Combien de temps s'étale une crise cyber sur le plan médiatique ?
La phase aigüe dure généralement une à deux semaines, avec un sommet dans les 48-72 premières heures. Mais l'événement peut rebondir à chaque révélation (données additionnelles, décisions de justice, amendes administratives, comptes annuels) sur la fenêtre de 18 à 24 mois.
Convient-il d'élaborer un plan de communication cyber avant d'être attaqué ?
Absolument. C'est par ailleurs le prérequis fondamental d'une réponse efficace. Notre programme «Cyber Comm Ready» inclut : étude de vulnérabilité en termes de communication, guides opérationnels par cas-type (DDoS), communiqués templates personnalisables, coaching presse du COMEX sur simulations cyber, drills opérationnels, astreinte 24/7 positionnée en situation réelle.
Comment maîtriser les divulgations sur le dark web ?
La veille dark web est indispensable pendant et après une compromission. Notre équipe Threat Intelligence track continuellement les dataleak sites, forums criminels, chats spécialisés. Cela offre la possibilité de d'anticiper sur chaque révélation de communication.
Le DPO doit-il intervenir à la presse ?
Le délégué à la protection des données est rarement le spokesperson approprié grand public (rôle juridique, pas une mission médias). Il devient cependant capital à titre d'expert dans le dispositif, coordonnant des déclarations CNIL, référent légal des contenus diffusés.
En conclusion : métamorphoser l'incident cyber en preuve de maturité
Un incident cyber ne se résume jamais à une bonne nouvelle. Cependant, correctement pilotée sur le plan communicationnel, elle est susceptible de se transformer en démonstration de maturité organisationnelle, d'ouverture, d'attention aux stakeholders. Les marques qui sortent grandies d'une cyberattaque demeurent celles ayant anticipé leur narrative avant l'événement, ayant assumé la transparence sans délai, et qui sont parvenues à transformé la crise en booster de transformation technique et culturelle.
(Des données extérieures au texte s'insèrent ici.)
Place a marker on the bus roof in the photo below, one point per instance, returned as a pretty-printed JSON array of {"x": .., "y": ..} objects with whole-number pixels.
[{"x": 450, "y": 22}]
À LaFrenchCom, nous conseillons les COMEX à froid de, durant et au-delà de leurs incidents cyber à travers une approche conjuguant savoir-faire médiatique, connaissance pointue des dimensions cyber, et 15 ans de REX.
Notre ligne crise 01 79 75 70 05 fonctionne sans interruption, tous les jours. LaFrenchCom : 15 ans de pratique, 840 entreprises accompagnées, 2 980 missions conduites, 29 experts seniors. Parce qu'en matière cyber comme dans toute crise, on ne juge pas la crise qui révèle votre direction, mais surtout l'art dont vous la traversez.